Average median rents for 3-bedroom units in Districts 1 (Boat Quay/Marina/Raffles Place), 4 (Harbourfront/Telok Blangah) and 2 (Chinatown/Tanjong Pagar) highest at S$9,225, S$8,200 and S$8,000 per month respectively

Overall average median rents in all market segments expected to stay sideways in 2025

Savills Research shared that the top three highest average** median rents for 3-bedroom*** units were in Districts 1 (Boat Quay/Marina/Raffles Place), 4 (Harbourfront/Telok Blangah) and 2 (Chinatown/Tanjong Pagar). The top two have retained their positions, whilst District 2 (Chinatown/Tanjong Pagar) has jumped one place to third position.

Rents in these districts, except for District 4 (Harbourfront/Telok Blangah), increased from the last quarter. In Q1/2025, rents in Districts 1 (Boat Quay/Marina/Raffles Place) and 2 (Chinatown/Tanjong Pagar) increased by 8.5% to S$9,225 and 14.3% to S$8,000 respectively. Rents in District 4 (Harbourfront/Telok Blangah) dropped marginally by 0.6% to S$8,200 per month.

In Q1/2025, rents for 1-to-5-bedroom units increased across all market segments. They rose 1.3% in the Core Central Region (CCR), 1.4% for the Rest of Central Region (RCR) and 1.5% in the Outside Central Region (OCR).

The increase was higher for 1-to-3-bedroom units (the more popular rental types) across these three markets this quarter. Rents in the CCR increased 2.2%, and for the RCR and OCR submarkets, they went up by 0.1% and 0.2% respectively. Quarter-on-quarter (QoQ), the average increase for 1-to-3 bedrooms was 0.7% in Q1/2025, against 0.6% in Q4/2024.
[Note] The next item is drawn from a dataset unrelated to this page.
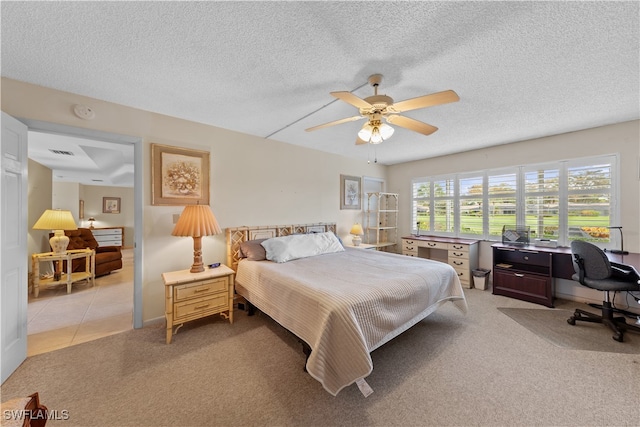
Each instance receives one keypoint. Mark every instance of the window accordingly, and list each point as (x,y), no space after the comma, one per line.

Compared to the last quarter, the rental market for non-landed private residential properties is showing more convincing signs of stabilising. On a year-on-year (YoY) basis however, rents are still down 1.3% and 6.9% for the 1- and 5-bedroom types respectively. For 1-to-3-bedroom units, they ranged between -1.1% to +1.2% YoY.

George Tan, Managing Director, Livethere Residential, Savills Singapore says, “Leasing activities remained resilient with tenant interest continuing at a consistent pace, which reflects demand but increasingly becoming selective. The private residential leasing market is characterised by a delicate balance between price-focused cautious demand and tighter supply from fewer new completions while landlords resist downward pressure due to higher operating costs. Although rents have eased from the peak, the market shows signs of stabilisation, with prices expected to hold steady for the rest of the year.”

Alan Cheong, Executive Director, Research & Consultancy, Savills Singapore comments, “The current economic uncertainty means that corporate inaction would reign supreme, and this is expected to lead to a deferment on decisions for expansion plans in the region. This, in turn, will likely lead to a slowdown in the hiring of Employment Pass personnel.

With higher property taxes and inflationary pressures driving up conservancy charges, landlords have another reason not to give in to low ball rental offers. However, any sharp rental increase is unlikely this year. At a more granular level, we may see a more fragmented rental trajectory for the rest of the year with some districts, especially those 1-to-3-bedroom types in the CCR and RCR gaining ground whilst higher rental quantum unit types lagging in performance.

Overall, for 2025, rents are expected to stay sideways.”